From the beginning, couscous is a group effort. The traditional preparation of the grains—rolling the semolina with water and salt, sifting and steaming the grains and then spreading the couscous out to dry—takes three or four people all day to accomplish. Women from an extended family will generally come together two or three times a year to prepare couscous grains, going through one or two 50-kilogram (110-lb) sacks of semolina at a sitting. After the grains are prepared, each household will take home its share of the finished product, which can be stored almost indefinitely.
Despite the hard work, the preparation takes on a festive air. This is a time when women catch up on family news, tell jokes, listen to music and dance for one another. Tradition charges the youngest woman in the group with preparing coffee, tea andm’semmen, a pastry made by frying small semolina-and-flour cakes and drenching them with honey. Although some North Africans, especially those in cities and abroad, now buy factory-prepared couscous in boxes—it can be found in many supermarkets in the United States and Europe—the traditional method remains common across the Maghrib.
The consumption of couscous too is communal. One big bowl of cooked couscous is set on the table, and everyone digs in with a hand or a spoon. The eldest diner at the table, or a special guest, is likely to have the choice bits of meat and vegetables slipped over in front of him or her. And no matter how much couscous one consumes, it always seems impossible to make more than a small dent in the mountain of semolina and stew!
But couscous often embraces a larger community than the family. Many households set aside a large bowl for the less fortunataiin the neighborhood, while others occasionally send a big helping of couscous to the local mosque to be consumed by the worshipers following Friday prayers. North Africans feel that couscous, like bread, contains barakah, a blessing, and while it is certainly delightful to be the recipient of a delicious bowl of couscous, it is even better to give than to receive.

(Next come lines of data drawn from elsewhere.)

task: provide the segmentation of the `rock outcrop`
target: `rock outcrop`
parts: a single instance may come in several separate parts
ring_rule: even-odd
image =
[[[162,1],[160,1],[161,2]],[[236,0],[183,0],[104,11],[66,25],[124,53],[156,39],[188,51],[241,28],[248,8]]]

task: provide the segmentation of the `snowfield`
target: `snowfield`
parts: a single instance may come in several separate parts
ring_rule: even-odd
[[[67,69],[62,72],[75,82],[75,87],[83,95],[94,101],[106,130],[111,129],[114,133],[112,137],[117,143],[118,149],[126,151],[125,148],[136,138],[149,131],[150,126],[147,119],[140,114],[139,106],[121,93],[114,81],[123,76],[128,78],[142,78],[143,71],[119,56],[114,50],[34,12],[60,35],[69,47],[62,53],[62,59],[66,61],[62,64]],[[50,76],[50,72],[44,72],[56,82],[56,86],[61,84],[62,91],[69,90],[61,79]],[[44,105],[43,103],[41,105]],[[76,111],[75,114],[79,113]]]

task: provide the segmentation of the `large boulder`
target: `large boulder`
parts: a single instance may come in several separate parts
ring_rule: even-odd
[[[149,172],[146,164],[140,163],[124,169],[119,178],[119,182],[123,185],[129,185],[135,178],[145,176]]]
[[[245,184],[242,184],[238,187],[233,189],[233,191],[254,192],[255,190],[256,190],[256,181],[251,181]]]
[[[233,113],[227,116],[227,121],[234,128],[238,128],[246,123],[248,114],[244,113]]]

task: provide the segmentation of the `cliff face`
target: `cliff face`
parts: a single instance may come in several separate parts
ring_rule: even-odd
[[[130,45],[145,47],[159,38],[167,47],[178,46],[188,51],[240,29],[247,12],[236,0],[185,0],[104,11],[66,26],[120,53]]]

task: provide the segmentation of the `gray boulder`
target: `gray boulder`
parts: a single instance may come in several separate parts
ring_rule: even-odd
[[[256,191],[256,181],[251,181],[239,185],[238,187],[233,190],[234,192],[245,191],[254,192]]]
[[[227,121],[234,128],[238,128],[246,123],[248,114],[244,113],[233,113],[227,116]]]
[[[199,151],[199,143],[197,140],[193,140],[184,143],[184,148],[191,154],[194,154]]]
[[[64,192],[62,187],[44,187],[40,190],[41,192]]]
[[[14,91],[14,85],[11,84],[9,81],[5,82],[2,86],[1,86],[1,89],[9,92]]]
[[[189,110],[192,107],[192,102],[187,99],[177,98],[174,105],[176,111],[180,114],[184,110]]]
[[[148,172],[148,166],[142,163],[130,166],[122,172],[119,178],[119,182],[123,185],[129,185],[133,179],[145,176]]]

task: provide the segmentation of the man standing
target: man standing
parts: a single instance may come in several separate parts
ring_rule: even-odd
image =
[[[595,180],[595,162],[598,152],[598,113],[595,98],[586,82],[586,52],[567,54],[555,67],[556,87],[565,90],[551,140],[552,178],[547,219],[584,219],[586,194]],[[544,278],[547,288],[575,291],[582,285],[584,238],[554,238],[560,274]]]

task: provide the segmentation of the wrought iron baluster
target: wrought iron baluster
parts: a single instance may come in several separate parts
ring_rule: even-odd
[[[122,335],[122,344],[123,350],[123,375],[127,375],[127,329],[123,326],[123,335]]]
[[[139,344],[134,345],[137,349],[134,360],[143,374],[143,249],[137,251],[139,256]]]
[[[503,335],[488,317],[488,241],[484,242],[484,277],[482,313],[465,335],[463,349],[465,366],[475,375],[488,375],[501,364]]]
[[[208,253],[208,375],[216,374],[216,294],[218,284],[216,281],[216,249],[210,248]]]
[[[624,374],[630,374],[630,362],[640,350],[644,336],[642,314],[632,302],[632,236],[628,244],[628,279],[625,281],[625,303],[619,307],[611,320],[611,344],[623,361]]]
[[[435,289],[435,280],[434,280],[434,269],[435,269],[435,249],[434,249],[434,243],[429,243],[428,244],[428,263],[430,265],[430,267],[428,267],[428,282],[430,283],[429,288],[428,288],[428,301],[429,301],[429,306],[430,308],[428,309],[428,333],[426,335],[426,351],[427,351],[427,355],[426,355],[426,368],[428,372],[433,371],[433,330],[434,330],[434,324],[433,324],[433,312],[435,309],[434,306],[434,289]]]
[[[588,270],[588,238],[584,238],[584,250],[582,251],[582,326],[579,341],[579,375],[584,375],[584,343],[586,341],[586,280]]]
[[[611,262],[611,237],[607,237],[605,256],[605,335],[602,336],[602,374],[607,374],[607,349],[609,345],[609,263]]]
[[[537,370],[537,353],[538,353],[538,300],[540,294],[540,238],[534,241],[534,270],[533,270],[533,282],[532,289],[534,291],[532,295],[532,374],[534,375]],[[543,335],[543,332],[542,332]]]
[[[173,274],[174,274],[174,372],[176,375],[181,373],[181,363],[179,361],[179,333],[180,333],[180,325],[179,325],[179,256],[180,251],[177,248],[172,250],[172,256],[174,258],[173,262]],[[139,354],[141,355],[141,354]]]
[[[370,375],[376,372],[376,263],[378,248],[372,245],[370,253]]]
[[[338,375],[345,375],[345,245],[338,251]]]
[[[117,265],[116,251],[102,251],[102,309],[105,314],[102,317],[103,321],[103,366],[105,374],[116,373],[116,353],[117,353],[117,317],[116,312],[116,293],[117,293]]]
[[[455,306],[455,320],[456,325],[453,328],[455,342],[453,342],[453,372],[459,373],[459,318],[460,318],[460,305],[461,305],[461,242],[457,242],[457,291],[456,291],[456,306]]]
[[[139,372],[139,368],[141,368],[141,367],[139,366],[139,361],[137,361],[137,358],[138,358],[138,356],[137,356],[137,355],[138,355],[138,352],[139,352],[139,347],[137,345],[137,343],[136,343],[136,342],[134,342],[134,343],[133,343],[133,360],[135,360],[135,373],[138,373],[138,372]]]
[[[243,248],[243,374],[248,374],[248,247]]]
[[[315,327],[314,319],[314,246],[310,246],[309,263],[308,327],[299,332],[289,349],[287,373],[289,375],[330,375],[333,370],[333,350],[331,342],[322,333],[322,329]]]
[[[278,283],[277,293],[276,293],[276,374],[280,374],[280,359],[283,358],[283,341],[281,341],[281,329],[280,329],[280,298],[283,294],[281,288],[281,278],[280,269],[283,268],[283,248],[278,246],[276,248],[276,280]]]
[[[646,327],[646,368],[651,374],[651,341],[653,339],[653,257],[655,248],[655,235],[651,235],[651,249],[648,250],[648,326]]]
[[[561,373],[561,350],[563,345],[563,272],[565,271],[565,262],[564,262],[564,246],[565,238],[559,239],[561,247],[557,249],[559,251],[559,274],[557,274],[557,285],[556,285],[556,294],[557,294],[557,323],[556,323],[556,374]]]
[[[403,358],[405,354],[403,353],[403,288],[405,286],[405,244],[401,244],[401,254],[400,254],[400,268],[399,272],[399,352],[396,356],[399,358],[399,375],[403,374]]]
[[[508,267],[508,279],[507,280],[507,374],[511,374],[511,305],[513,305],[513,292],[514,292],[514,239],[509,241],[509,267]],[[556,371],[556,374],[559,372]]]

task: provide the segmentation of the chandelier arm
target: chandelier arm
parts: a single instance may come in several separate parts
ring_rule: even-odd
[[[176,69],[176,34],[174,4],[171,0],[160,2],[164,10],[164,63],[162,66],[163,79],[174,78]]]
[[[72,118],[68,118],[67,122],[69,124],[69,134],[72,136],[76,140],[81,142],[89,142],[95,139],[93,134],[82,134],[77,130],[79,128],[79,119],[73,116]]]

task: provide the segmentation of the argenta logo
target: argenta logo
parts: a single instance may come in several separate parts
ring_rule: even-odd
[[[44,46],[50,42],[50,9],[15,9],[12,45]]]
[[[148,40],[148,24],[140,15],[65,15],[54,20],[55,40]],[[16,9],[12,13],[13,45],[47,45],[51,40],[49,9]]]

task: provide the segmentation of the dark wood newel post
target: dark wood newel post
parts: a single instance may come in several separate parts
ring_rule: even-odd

The Maghrib, like all the world’s distinct yet multicultural regions, is filled with great contrasts. It boasts rich farmlands and barren gravel plains, burning deserts and snow-topped mountains, isolated oases and overcrowded cities. Its people speak variations of Arabic all their own, often interlaced with heavy doses of French or Spanish, and sizable minorities have one of several Berber dialects as their native tongue. Among Maghribi governments, there are several republics, one kingdom, and even a unique “socialist peoples’ Arab jamahiriyya.” Yet whether they are Arab or Berber, rural or urban, or live in Tangier, Tunis or Tindouf, couscous, in its almost infinite variety, is a common touchstone for North Africans. When taking the measure of the Maghrib, one could do worse than to borrow Habib Bourguiba’s couscous yardstick.